Due to an alliance between British Major General Sir Isaac Brock, and Tecumseh, the leader of the Algonquin Anishinaabe peoples, Indigenous warriors fought beside the British during the War of 1812 (1812-14) helping them to beat the Americans at the Battle of Chateauguay. As a reward, the Algonquin peoples of Canada lost their land to the individual land sales and invasion of American Loyalists and British immigrants moving into the Valley.

“It’s been a long time that we’ve been dealing with the issue,” says John Medicine Horse Kelly, adjunct research professor and co-director of Carleton University’s Centre for Indigenous Research, Culture, Language and Education (CIRCLE). “I think that historically speaking, the wrongs that were perpetrated against our people have been continued. It’s time to stop.”

Today

Algonquin Anishinaabe people make up nine communities in Quebec, and one in Ontario. The Algonquins of Ontario signed a land claim agreement in October of 2016, granting 36,000 square kilometres of land back, a band of eastern Ontario around the Ottawa River from Hawkesbury to Mattawa, giving full rights to the land and all its natural resources.

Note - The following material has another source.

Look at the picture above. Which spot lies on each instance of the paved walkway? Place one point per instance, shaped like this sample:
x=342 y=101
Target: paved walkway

Last year, in honour of the National Day of Truth and Reconciliation, Algonquin College hosted the “Generations Lost: Healing the Legacy of Residential Schools” event for 10 days to give students the opportunity to learn a brief history of colonization in Canada.

“It is not only about Indigenous students, supporting them and breaking down these barriers, it is also about how we can connect and build these relationships between Indigenous and non-Indigenous peoples,” says Andre O’Bonsawin, Abenaki member of the Odanak First Nation and Algonquin College’s director of Indigenous Initiatives.

Algonquin College also worked with the NRCC Indigenous Archeology Field School hosting the first year of its three-year project that allows Indigenous youth to connect with their ancestral heritage through archeology and the discovery of pre-contact artifacts.

O’Bonsawin and the Mamidosewin Centre (Algonquin College’s Indigenous Student Centre) work together to educate students on Indigenous Relations in Canada.

The first of the project’s findings—pieces of pottery, pyroclastic rock, and a blade that had been broken into three small fragments—were catalogued in the C building at the College (the room beside the Ishkadowen courtyard) for a limited time.

“I help at embedding Indigenous Knowledge into programs at the college,” says O’Bonsawin. “We will be offering Virtual Learning System (VLS) modules and are looking at building more Indigenous programming, so there is always work being done.”

It is important now more than ever that non-Indigenous peoples understand and acknowledge the land they live on through appropriate research and education.

“We need more energy, we need more response from the people; the non-Indigenous people,” says Kelly. “People need to see that the need for reconciliation is really there, they need to see and understand that the land belongs to us and take a strong stand to accomplish that.”